Certo, Galeazzo è il protagonista principale con i suoi dubbi e le sue debolezze, ma anche con le sue ambizioni e la sua ingenuità politica, e forse con la volontà di riscattare una immagine di servitore del Duce in attesa di potergli succedere, che egli ha cominciato da tempo da quando i suoi sentimenti antitedeschi si sono consolidati e lo hanno spinto a posizioni di fronda anche nelle frequentazioni ad avvertire troppo pesante. Ma, naturalmente, non c'è soltanto lui nel libro di Mazza. Ci sono Mussolini stesso e i suoi familiari, a cominciare dalla moglie Rachele e dai figli Vittorio ed Edda. Soprattutto quest'ultima, la consorte di Galeazzo, impegnata nel tentativo disperato di salvare il marito dall'esecuzione, diventa il fulcro di un vero e proprio dramma familiare che si traduce nella rottura insanabile con il padre del quale era, notoriamente, la prediletta: la vicenda di Edda, che mette in salvo i diari del marito, inseguita dai servizi segreti di ogni colore e aiutata dalla generosa abnegazione del devoto marchese Emilio Pucci, è di per sé una storia di avventura. E poi, ancora, nel libro di Mazza, c'è la bellissima spia Frau Beetz messa dai tedeschi alle costole del gerarca detenuto nel carcere di Verona per carpirgli i diari e divenuta protagonista di una struggente vicenda d'amore.
Infine, ci sono gli altri «congiurati» e i giovani fascisti repubblichini combattuti tra il desiderio di vendetta nei confronti di chi ha provocato la fine del regime e l'orrore per una guerra civile che si annuncia sempre più sanguinosa.
Insomma, una storia vera e drammatica che ha il sapore di un romanzo corale scritto con uno stile coinvolgente e con il ritmo incalzante del thriller.

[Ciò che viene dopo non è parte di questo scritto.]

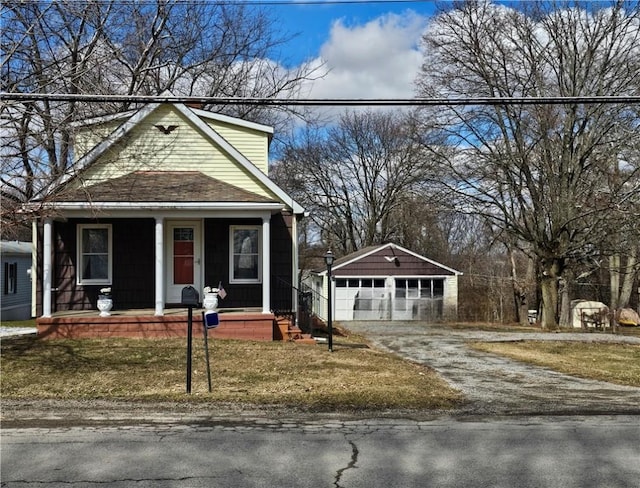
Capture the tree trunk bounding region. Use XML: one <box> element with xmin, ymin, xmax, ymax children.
<box><xmin>618</xmin><ymin>248</ymin><xmax>638</xmax><ymax>307</ymax></box>
<box><xmin>609</xmin><ymin>254</ymin><xmax>620</xmax><ymax>311</ymax></box>
<box><xmin>540</xmin><ymin>259</ymin><xmax>562</xmax><ymax>330</ymax></box>
<box><xmin>560</xmin><ymin>278</ymin><xmax>571</xmax><ymax>327</ymax></box>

Al di là del taglio narrativo, il libro di Mauro Mazza è, sotto un certo profilo, anche un lavoro che contribuisce davvero vorrei dire alla conoscenza di un drammatico capitolo della nostra storia più recente: esso, pur costruito sulla base di una ricchissima documentazione storiografica e memorialistica, finisce, infatti, per sottolineare l'importanza degli individui e dei loro sentimenti e comportamenti nello svolgersi dei fatti storici. Che è un modo per avvicinarsi alla verità storica senza cedere alle ideologie.